Shares of One97 Communications (Paytm) were upbeat on Monday, after brokerages projected up to 59% upside in its share price, following an update about its March quarter earnings and business updates for April.
Continuing their gaining streak to the 6th session, the company’s shares shot up 5.41% on Monday to reach an intraday high of ₹ 726.90 apiece on the National Stock Exchange (NSE). At 01:36 PM, its shares were trading at ₹ 725.45 apiece, up 5.20%.
One97 Communications‘ losses reduced sharply for the quarter that ended on March 31, 2023. Its consolidated net loss narrowed to ₹ 168 crores, from ₹ 761 crores a year ago and ₹ 392 crores in the October to December quarter. Moreover, its consolidated revenue from operations nearly climbed 52% year on year (YoY) to ₹ 2,335 crores.
The company announced its earnings on Friday, after market hours. an increase in GMV, higher merchant subscription revenues, growth of loans disbursed, and full years’ UPI incentives reported during the quarter aided its performance.
There was an increase in the adoption of subscription services for payment devices, such as Soundbox and POS machines. Over 68 lakh merchants are paying for this subscription, against 29 lakhs as of March 2022.
Targets
Motilal Oswal
The domestic brokerage estimates that the company will achieve EBITDA breakeven by FY 25. It values the stock at ₹ 900.00, which implies an upside of 24.06% as compared to its share price of 725.45 apiece.
Citi
Citi has a buy rating on the stock with a target price of ₹ 1,144. This translates to an upside of 57.70% as compared to its current share price.

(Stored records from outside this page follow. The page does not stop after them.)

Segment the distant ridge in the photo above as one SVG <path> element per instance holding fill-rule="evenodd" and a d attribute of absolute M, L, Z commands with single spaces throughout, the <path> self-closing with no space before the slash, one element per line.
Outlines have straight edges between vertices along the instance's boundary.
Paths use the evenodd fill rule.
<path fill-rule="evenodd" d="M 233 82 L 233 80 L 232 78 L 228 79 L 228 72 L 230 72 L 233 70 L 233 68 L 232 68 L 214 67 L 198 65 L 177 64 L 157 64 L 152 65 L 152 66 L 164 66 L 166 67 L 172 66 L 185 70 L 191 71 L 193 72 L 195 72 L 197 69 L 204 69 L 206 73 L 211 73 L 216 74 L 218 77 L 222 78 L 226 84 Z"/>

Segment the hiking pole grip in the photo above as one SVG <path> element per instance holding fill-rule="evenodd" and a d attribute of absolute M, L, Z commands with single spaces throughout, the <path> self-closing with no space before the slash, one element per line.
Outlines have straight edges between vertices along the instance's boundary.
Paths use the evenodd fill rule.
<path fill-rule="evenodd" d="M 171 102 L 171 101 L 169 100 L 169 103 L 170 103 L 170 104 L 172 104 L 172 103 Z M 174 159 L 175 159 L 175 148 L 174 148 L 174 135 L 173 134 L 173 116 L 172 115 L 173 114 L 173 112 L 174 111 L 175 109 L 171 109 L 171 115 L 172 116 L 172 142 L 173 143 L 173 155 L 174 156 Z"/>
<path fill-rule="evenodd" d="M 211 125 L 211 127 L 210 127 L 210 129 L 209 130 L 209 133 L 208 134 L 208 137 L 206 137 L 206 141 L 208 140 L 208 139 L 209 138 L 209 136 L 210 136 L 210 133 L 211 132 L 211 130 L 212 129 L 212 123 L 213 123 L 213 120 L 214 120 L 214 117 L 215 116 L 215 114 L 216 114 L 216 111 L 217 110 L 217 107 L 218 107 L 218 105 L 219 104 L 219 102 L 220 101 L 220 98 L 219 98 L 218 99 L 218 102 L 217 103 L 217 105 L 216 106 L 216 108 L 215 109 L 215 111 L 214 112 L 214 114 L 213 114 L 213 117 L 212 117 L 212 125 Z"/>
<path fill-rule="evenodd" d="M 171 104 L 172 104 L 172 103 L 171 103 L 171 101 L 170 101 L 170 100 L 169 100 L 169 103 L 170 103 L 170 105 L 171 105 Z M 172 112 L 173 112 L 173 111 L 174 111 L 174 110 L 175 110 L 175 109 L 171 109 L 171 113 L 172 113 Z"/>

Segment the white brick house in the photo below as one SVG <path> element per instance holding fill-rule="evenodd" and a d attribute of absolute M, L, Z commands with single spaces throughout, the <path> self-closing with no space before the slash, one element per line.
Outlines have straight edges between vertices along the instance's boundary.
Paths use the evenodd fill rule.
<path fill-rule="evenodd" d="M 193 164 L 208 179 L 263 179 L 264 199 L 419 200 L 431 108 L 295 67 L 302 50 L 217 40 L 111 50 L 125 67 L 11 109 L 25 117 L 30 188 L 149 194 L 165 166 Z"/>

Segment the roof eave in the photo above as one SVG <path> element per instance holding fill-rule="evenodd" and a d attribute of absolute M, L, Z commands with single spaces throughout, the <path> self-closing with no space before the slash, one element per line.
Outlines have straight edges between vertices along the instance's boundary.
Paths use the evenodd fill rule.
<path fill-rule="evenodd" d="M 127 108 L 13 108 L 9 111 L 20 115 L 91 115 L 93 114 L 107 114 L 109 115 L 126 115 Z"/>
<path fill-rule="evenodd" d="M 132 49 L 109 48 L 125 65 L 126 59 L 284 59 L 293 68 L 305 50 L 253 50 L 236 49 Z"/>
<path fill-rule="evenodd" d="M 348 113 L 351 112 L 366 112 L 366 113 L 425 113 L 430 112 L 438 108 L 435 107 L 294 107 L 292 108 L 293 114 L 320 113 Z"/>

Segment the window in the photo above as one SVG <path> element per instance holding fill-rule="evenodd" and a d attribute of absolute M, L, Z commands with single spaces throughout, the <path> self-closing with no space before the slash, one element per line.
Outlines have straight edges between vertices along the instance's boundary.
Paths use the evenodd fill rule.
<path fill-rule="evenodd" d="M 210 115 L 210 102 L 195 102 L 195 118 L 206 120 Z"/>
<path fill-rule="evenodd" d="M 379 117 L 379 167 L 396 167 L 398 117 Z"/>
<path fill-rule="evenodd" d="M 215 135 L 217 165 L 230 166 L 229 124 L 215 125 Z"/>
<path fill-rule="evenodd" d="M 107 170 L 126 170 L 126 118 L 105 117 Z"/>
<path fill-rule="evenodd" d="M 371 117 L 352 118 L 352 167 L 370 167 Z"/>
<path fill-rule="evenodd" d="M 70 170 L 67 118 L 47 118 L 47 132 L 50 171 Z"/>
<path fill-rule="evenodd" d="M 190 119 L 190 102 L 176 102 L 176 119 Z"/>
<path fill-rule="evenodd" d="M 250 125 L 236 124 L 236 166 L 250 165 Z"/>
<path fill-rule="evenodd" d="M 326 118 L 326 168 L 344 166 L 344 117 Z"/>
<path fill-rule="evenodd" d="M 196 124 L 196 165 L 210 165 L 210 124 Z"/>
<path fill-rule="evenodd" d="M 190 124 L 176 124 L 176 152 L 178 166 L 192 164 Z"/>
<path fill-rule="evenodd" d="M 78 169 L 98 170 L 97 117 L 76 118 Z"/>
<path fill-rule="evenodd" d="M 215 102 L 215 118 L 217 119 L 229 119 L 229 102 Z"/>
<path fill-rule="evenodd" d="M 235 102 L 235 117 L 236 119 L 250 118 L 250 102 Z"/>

“Despite competition, Paytm continues to be ramping up growth as well as monetisation while taking leadership in new product development (devices, UPI-Lite etc.),” it said.
Goldman Sachs
Goldman Sachs has a buy rating on the stock with a price target of ₹ 1,150 apiece. This translates to an upside of 58.52% as compared to its current share price.
The brokerage firm stated that Friday’s Q4 earnings should largely put to rest debates around Paytm’s business model traction and profitability. It added that the resolution of outstanding regulatory issues (ban on PPBL and online merchant onboarding) is the next set of catalysts for the stock.